— Ишь ты, какая зубастая, чисто щука. Хучь бы мне на бедность подарила с десяток. Молодой вот, а жевать нечем.
— А я с чем остануся, хороший мой?
— Тебе, бабка, лошадиные вставим. Все одно помирать, а на том свете на зубы не глядят: угодники — они ить не из цыганев.
— Мели, Емеля, — улыбнулся, влезая на бричку, Томилин.
Старуха прошла со Степаном под сарай.
— Какой из них?
— Вороной, — вздохнул Степан.
Старуха положила на землю свой костыль и мужским, уверенно сильным движением подняла коню испорченную ногу. Скрюченными тонкими пальцами долго щупала коленную чашечку. Конь прижимал уши, ощеряя коричневый навес зубов, приседал от боли на задние ноги.
— Нет полому, казачок, нету. Оставь, полечу.
— Толк-то будет, бабуня?
— Толк? А кто ж его знает, славный мой… Должно, будет толк.
Степан махнул рукой и пошел к бричке.
— Оставишь, ай нет? — щурилась вслед старуха.
— Пущай остается.
— Она его вылечит: оставил об трех ногах — возьмешь кругом без ног. Ветинара с горбом нашел, — хохотал Христоня.
XIV
— …Тоскую по нем, родная бабунюшка. На своих глазыньках сохну. Не успеваю юбку ушивать — что ни день, то шире становится… Пройдет мимо база, а у меня сердце закипает… упала б наземь, следы б его целовала… Может, присушил чем?.. Пособи, бабунюшка! Женить его собираются… Пособи, родная! Что сто́ит — отдам. Хучь последнюю рубаху сыму, только пособи!
Светлыми, в кружеве морщин, глазами глядит бабка Дроздиха на Аксинью, качает головой под горькие слова рассказа.
— Чей же паренек-то?
— Пантелея Мелехова.
— Турка, что ли?
— Его.
Бабка жует ввалившимся ртом, медлит с ответом.
— Придешь, бабонька, пораньше завтра. Чуть займется зорька, придешь. К Дону пойдем, к воде. Тоску отольем. Сольцы прихвати щепоть из дому… Так-то.
Аксинья кутает желтым полушалком лицо и, сгорбившись, выходит за ворота.
Темная фигура ее рассасывается в ночи. Сухо черкают подошвы чириков. Смолкают и шаги. Где-то на краю хутора дерутся и ревут песни.
С рассветом Аксинья, не спавшая всю ночь, — у Дроздихиного окна.
— Бабушка!
— Кто там?
— Я, бабушка.
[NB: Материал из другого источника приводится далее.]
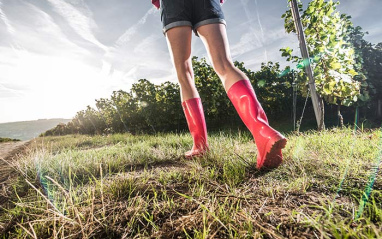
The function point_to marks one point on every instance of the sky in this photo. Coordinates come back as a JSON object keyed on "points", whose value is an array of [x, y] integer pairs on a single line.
{"points": [[58, 56]]}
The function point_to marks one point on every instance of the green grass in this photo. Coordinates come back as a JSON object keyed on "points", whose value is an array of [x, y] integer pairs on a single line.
{"points": [[3, 140], [124, 186]]}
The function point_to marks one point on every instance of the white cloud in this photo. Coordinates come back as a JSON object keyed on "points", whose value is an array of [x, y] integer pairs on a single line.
{"points": [[133, 29], [81, 23], [6, 21]]}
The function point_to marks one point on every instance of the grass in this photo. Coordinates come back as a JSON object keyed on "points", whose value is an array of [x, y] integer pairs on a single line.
{"points": [[124, 186], [3, 140]]}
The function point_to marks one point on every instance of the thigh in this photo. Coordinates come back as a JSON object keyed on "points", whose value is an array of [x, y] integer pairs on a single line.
{"points": [[175, 13], [214, 37], [207, 12], [179, 45]]}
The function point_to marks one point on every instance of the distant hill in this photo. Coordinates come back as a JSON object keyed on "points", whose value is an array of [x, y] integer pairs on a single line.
{"points": [[26, 130]]}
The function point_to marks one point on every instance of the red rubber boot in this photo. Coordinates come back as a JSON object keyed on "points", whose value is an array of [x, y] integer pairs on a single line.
{"points": [[269, 142], [193, 110]]}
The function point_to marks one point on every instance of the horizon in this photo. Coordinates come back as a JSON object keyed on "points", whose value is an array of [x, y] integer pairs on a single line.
{"points": [[92, 48]]}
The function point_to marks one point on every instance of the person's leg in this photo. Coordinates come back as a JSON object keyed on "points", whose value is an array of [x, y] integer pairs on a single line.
{"points": [[179, 45], [239, 90]]}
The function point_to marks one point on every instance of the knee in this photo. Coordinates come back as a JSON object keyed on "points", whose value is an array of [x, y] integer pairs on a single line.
{"points": [[223, 67], [185, 74]]}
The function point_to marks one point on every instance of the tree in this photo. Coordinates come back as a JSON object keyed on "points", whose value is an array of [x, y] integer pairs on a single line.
{"points": [[332, 57]]}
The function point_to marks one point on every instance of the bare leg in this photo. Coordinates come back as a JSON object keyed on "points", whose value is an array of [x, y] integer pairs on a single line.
{"points": [[214, 37], [179, 45], [239, 90]]}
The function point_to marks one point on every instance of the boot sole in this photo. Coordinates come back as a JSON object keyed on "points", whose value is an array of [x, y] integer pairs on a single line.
{"points": [[272, 158]]}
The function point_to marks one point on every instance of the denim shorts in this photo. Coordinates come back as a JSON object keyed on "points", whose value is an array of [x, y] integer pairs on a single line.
{"points": [[193, 13]]}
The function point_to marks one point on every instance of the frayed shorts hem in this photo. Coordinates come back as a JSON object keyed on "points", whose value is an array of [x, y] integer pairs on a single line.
{"points": [[194, 28]]}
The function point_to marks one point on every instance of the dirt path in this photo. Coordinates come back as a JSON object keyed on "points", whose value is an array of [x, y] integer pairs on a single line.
{"points": [[8, 151]]}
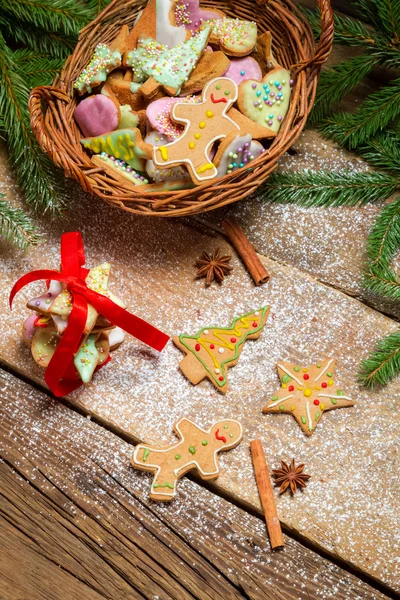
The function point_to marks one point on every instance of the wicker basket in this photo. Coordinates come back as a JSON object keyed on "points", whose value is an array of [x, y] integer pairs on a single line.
{"points": [[294, 47]]}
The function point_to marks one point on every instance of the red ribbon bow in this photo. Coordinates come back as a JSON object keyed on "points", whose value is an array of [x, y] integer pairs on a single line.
{"points": [[59, 375]]}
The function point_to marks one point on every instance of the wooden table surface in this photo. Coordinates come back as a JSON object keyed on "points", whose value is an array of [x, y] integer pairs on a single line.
{"points": [[76, 519]]}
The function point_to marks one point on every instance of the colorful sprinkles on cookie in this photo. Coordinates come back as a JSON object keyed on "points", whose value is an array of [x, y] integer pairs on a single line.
{"points": [[307, 392], [102, 62], [197, 449], [213, 350], [123, 168], [266, 102], [234, 35]]}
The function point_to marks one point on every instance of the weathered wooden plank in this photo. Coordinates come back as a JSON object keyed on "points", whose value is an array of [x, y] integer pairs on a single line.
{"points": [[79, 519], [142, 394]]}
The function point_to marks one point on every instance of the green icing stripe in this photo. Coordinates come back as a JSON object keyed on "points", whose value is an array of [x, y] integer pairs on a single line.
{"points": [[169, 485], [182, 338]]}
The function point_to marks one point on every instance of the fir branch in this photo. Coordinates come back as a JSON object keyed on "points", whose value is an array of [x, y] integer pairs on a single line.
{"points": [[382, 281], [97, 6], [35, 174], [348, 31], [53, 44], [329, 188], [383, 151], [336, 83], [384, 237], [389, 17], [383, 364], [66, 16], [36, 67], [16, 226], [376, 112], [367, 9]]}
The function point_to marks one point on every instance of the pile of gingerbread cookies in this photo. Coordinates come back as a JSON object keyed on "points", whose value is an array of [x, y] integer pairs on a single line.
{"points": [[184, 97], [44, 328]]}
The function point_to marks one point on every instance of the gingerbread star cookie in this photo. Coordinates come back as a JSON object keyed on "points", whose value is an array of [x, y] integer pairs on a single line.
{"points": [[307, 392]]}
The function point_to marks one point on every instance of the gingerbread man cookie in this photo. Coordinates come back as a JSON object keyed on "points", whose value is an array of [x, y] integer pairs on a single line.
{"points": [[307, 392], [205, 123], [196, 449], [213, 350]]}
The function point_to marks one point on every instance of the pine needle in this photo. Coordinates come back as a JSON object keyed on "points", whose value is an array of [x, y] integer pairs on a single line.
{"points": [[383, 151], [53, 44], [384, 237], [383, 364], [16, 226], [328, 188], [34, 173], [375, 113], [336, 83], [66, 16], [382, 281]]}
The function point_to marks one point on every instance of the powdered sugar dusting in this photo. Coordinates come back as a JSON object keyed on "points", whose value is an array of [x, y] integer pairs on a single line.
{"points": [[98, 490], [350, 505]]}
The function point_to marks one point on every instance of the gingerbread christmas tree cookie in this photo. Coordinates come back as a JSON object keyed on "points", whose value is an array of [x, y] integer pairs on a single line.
{"points": [[213, 350], [307, 392], [196, 449]]}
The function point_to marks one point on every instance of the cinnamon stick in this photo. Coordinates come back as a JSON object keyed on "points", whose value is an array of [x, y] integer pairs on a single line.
{"points": [[246, 251], [266, 494]]}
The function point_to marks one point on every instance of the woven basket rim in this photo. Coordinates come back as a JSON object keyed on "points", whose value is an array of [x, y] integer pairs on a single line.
{"points": [[51, 109]]}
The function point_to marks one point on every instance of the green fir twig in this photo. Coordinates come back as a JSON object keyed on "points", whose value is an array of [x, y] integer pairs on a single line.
{"points": [[383, 364], [353, 129], [329, 188], [16, 226]]}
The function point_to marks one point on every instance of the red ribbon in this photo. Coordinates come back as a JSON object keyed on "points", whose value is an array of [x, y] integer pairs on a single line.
{"points": [[60, 374]]}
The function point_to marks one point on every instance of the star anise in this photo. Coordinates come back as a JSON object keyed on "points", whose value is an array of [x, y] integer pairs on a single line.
{"points": [[290, 475], [213, 267]]}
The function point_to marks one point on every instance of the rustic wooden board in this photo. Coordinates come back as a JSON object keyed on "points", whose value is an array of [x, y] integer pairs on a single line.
{"points": [[79, 519], [142, 395], [327, 243]]}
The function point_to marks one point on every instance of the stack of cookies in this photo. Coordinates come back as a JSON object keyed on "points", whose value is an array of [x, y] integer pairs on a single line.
{"points": [[187, 96], [44, 328]]}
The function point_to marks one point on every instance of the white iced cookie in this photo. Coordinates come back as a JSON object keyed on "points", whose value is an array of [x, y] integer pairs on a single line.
{"points": [[166, 31], [235, 152], [266, 102]]}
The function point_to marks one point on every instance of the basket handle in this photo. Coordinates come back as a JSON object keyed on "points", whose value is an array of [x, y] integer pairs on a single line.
{"points": [[327, 32], [39, 97]]}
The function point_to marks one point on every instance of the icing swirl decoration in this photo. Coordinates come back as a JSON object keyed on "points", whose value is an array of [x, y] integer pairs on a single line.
{"points": [[307, 392], [211, 354]]}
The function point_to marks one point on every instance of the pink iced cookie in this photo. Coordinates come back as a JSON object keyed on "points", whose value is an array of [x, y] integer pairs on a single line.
{"points": [[189, 14], [158, 114], [242, 69], [29, 328], [97, 115]]}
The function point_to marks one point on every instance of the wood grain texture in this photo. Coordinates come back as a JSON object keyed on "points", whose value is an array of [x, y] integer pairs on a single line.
{"points": [[78, 518], [142, 395]]}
Вставай.
— Зараз оденусь.
По проулку спускаются к Дону. У пристани, возле мостков, мокнет в воде брошенный передок арбы. Песок у воды ледянисто колок. От Дона течет сырая, студеная мгла.
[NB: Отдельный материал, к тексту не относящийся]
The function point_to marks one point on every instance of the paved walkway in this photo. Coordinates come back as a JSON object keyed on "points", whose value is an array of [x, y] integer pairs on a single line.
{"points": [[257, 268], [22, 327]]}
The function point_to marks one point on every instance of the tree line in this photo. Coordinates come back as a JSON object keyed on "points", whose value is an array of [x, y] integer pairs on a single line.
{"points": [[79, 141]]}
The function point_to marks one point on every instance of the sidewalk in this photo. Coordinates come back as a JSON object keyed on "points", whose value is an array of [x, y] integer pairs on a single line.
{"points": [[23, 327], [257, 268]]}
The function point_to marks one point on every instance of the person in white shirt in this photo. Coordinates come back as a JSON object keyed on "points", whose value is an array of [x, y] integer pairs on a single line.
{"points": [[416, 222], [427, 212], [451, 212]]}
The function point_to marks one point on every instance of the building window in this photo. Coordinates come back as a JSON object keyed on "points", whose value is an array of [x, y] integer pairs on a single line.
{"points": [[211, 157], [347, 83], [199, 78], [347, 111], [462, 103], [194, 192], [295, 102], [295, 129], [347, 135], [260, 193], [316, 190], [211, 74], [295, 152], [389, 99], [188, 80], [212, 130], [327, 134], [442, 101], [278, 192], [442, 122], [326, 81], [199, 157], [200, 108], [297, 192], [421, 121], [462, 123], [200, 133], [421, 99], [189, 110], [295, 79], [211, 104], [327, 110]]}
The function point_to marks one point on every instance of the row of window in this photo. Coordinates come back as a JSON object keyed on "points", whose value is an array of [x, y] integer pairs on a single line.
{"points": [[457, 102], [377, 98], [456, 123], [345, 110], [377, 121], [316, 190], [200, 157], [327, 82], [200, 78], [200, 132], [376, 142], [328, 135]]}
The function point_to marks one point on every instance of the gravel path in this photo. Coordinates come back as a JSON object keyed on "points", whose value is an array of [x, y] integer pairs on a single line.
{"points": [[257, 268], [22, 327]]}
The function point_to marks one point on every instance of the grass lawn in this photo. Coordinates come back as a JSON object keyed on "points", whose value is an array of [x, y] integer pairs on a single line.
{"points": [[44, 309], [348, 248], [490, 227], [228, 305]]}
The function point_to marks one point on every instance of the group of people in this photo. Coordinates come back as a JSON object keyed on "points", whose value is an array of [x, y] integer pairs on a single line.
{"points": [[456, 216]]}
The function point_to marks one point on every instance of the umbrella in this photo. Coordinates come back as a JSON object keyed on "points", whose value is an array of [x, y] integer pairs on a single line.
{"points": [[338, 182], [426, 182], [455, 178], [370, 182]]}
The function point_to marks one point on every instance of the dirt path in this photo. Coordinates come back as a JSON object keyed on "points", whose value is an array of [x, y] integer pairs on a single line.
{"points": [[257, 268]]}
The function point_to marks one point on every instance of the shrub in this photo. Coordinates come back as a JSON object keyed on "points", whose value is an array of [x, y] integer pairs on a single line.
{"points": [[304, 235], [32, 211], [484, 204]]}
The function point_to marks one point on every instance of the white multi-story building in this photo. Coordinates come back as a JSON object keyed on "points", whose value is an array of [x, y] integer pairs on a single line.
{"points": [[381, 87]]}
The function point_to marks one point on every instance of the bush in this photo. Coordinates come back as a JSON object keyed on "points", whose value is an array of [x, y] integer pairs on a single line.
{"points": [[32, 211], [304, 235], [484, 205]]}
Дроздиха берет костистой рукой Аксиньину руку, тянет ее к воде.
— Соль взяла? Дай сюды. Кстись на восход.
Аксинья крестится. Злобно глядит на счастливую розовость востока.
— Зачерпни воды в пригоршню. Испей, — командует Дроздиха.
Аксинья, измочив рукава кофты, напилась. Бабка черным пауком раскорячилась над ленивой волной, присела на корточки, зашептала:
— Студены ключи, со дна текучие… Плоть горючая… Зверем в сердце… Тоска-лихоманица… И крестом святым… пречистая, пресвятая… Раба божия Григория… — доносилось до слуха Аксиньи.
Дроздиха посыпала солью влажную песчаную россыпь под ногами, сыпанула в воду, остатки — Аксинье за пазуху.
— Плесни через плечо водицей. Скорей!
Аксинья проделала. С тоской и злобой оглядела коричневые щеки Дроздихи.
— Все, что ли?
— Поди, милая, позорюй. Все.
Запыхавшись, прибежала Аксинья домой. На базу мычали коровы. Мелехова Дарья, заспанная и румяная, поводя красивыми дугами бровей, гнала в табун своих коров. Она, улыбаясь, оглядела бежавшую мимо Аксинью.
— Здоро́во ночевала, соседка!
— Слава богу.
— Гдей-то спозаранку моталась?
— Тут в одно место, по делу.
Зазвонили к утрене. Рассыпчато и ломко падали медноголосые всплески. На проулке щелкал арапником подпасок.
Аксинья, спеша, выгнала коров, понесла в сенцы цедить молоко. Вытерла о завеску руки с засученными по локоть рукавами; думая о чем-то своем, плескала в запенившуюся цедилку молоко.
По улице резко зацокали колеса. Заржали кони. Аксинья постав ила цыбарку, пошла глянуть в окно.